Bahkan, sifat mulia ini termasuk salah satu cabang keimanan dan menjadi salah satu faktor kebahagiaan seorang insan. Dengan sifat ini, hanya kebaikanlah yang bakal diraupnya, sebagaimana beritanya tercatat dalam lembaran Sunnah Rasul shallallahu ‘alaihi wa sallam,
الْحَيَاءُ لاَ يَأْتِي إِلاَّ بِخَيْرٍ
“Malu itu tidaklah datang kecuali dengan kebaikan.”
Dalam satu riwayat,
الْحَيَاءُ خَيْرٌ كُلُّهُ
“Malu itu baik seluruhnya.” (Sahih, HR. al-Bukhari dan Muslim)
Saudariku muslimah…
Sifat malu pada diri seseorang akan mendorongnya kepada kebaikan dan mencegahnya dari kejelekan.

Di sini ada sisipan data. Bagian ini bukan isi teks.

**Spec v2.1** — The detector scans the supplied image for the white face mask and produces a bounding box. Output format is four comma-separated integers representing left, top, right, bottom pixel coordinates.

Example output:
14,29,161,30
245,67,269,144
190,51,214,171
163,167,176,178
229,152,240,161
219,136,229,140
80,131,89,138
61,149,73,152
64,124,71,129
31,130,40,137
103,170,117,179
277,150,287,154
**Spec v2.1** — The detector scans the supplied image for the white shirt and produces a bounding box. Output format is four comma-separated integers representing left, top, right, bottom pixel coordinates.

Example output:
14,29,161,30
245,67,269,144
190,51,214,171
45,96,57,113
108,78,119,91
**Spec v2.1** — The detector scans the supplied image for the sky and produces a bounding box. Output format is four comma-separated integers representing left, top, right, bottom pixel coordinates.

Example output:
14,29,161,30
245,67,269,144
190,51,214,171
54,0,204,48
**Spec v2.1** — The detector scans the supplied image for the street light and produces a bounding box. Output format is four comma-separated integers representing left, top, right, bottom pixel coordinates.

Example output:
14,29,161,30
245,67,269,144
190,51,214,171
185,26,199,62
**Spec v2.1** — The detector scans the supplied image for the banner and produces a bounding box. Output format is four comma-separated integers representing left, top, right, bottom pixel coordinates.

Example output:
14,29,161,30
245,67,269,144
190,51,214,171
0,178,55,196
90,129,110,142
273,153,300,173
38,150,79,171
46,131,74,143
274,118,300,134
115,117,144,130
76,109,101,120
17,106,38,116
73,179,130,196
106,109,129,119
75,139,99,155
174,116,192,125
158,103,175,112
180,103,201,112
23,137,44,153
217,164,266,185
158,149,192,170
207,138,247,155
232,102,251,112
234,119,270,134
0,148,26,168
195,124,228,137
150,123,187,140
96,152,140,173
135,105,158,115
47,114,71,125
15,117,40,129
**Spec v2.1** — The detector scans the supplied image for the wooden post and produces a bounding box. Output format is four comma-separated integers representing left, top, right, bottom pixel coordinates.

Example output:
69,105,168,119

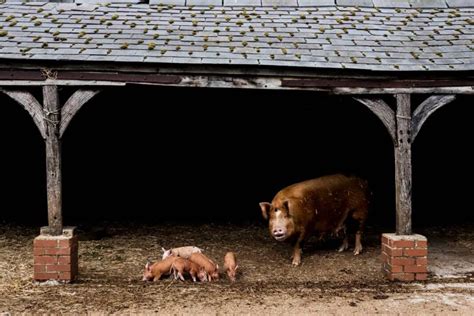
395,94,412,235
43,85,63,236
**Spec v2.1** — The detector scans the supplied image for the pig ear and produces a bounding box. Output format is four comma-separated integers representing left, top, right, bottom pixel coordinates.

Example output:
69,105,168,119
259,202,272,219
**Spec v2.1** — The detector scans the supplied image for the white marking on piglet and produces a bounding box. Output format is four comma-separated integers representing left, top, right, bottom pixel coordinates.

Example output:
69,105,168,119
274,209,286,228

Apabila malu ini hilang, ia akan jatuh dalam perbuatan maksiat dan dosa, baik ketika sendirian maupun di hadapan kerabat dan tetangga. Karena itu, Rasul shallallahu ‘alaihi wa sallam bersabda,
إِنَّ مِمَّا أَدْرَكَ النَّاسُ مِنْ كَلاَمِ النُّبُوَّةِ الأْوْلَى: إِذَا لَمْ تَسْتَحِ فَافْعَلْ مَا شِئْتَ
“Termasuk yang diperoleh manusia dari ucapan kenabian yang pertama adalah: jika engkau tidak malu, berbuatlah sekehendakmu.” (Sahih, HR. al-Bukhari)
Adalah Rasulullah shallallahu ‘alaihi wa sallam sangat pemalu sehingga sahabat yang mulia Abu Sa’id al-Khudri radhiallahu ‘anhu berkata,
كَانَ رَسُوْلُ اللهِ أَشَدُّ حَيَاءً مِنَ الْعُذَرَاءِ فِي خِدْرِهَا
“Adalah Rasulullah shallallahu ‘alaihi wa sallam sangat pemalu dibandingkan dengan gadis perawan yang berada dalam pingitannya.” (Sahih, HR. al-Bukhari dan Muslim)
Semoga Allah subhanahu wa ta’ala merahmati Abu Sa’id al-Khudri radhiallahu ‘anhu, yang membuat permisalan untuk kita dengan gadis perawan. Lantas, apa gerangan yang akan beliau katakan apabila melihat pada hari ini gadis perawan itu telah menanggalkan rasa malunya dan meninggalkan tempat pingitannya? Ia pergi keluar rumahnya dengan hanya ditemani sopir pribadi. Ia pergi ke pasar, berbincang-bincang akrab dengan para pedagang dan penjahit, dan sebagainya. Demikian kenyataan pahit yang ada.
Di samping itu, sebagian kaum muslimin membiarkan putri mereka bercampur baur dengan laki-laki di sekolah dan di tempat kerja. Karena rasa malu telah tercabut dan hanya sedikit ghirah (kecemburuan) yang tertinggal, ia akan melangkah dari satu kejelekan ke hal yang lebih jelek lagi. Dari satu kerendahan ke yang lebih rendah lagi.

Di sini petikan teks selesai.